Two-Stage Acoustic Adaptation with Gated Cross-Attention Adapters for LLM-Based Multi-Talker Speech Recognition
Hao Shi, Yuan Gao, Xugang Lu, Tatsuya Kawahara
Abstract
Large Language Models (LLMs) are strong decoders for Serialized Output Training (SOT) in two-talker Automatic Speech Recognition (ASR), yet their performance degrades substantially in challenging conditions such as three-talker mixtures. A key limitation is that current systems inject acoustic evidence only through a projected prefix, which can be lossy and imperfectly aligned with the LLM input space, providing insufficient fine-grained grounding during decoding. Addressing this limitation is crucial for robust multi-talker ASR, especially in three-talker mixtures. This paper improves LLM-based multi-talker ASR by explicitly injecting talker-aware acoustic evidence into the decoder. We first revisit Connectionist Temporal Classification (CTC)-derived prefix prompting and compare three variants with increasing acoustic content.
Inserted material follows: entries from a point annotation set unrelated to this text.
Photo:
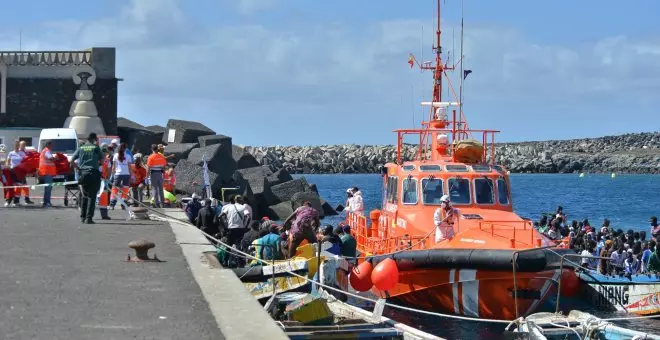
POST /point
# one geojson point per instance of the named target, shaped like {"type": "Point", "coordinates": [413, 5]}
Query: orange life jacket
{"type": "Point", "coordinates": [46, 166]}
{"type": "Point", "coordinates": [105, 168]}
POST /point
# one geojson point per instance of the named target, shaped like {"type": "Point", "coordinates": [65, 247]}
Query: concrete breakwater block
{"type": "Point", "coordinates": [184, 131]}
{"type": "Point", "coordinates": [217, 160]}
{"type": "Point", "coordinates": [243, 159]}
{"type": "Point", "coordinates": [253, 183]}
{"type": "Point", "coordinates": [327, 209]}
{"type": "Point", "coordinates": [280, 211]}
{"type": "Point", "coordinates": [190, 179]}
{"type": "Point", "coordinates": [180, 151]}
{"type": "Point", "coordinates": [141, 141]}
{"type": "Point", "coordinates": [280, 176]}
{"type": "Point", "coordinates": [301, 197]}
{"type": "Point", "coordinates": [223, 140]}
{"type": "Point", "coordinates": [285, 191]}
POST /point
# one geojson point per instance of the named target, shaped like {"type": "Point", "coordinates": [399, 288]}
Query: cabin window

The CTC information is obtained using the serialized CTC proposed in our previous works. While acoustic-enriched prompts outperform the SOT-only baseline, prefix-only conditioning remains inadequate for three-talker mixtures. We therefore propose a lightweight gated residual cross-attention adapter and design a two-stage acoustic adaptation framework based on low-rank updates (LoRA). In Stage 1, we insert gated cross-attention adapters after the self-attention sub-layer to stably inject acoustic embeddings as external memory. In Stage 2, we refine both the cross-attention adapters and the pretrained LLM's self-attention projections using parameter-efficient LoRA, improving robustness for large backbones under limited data; the learned updates are merged into the base weights for inference. Experiments on Libri2Mix/Libri3Mix under clean and noisy conditions show consistent gains, with particularly large improvements in three-talker settings.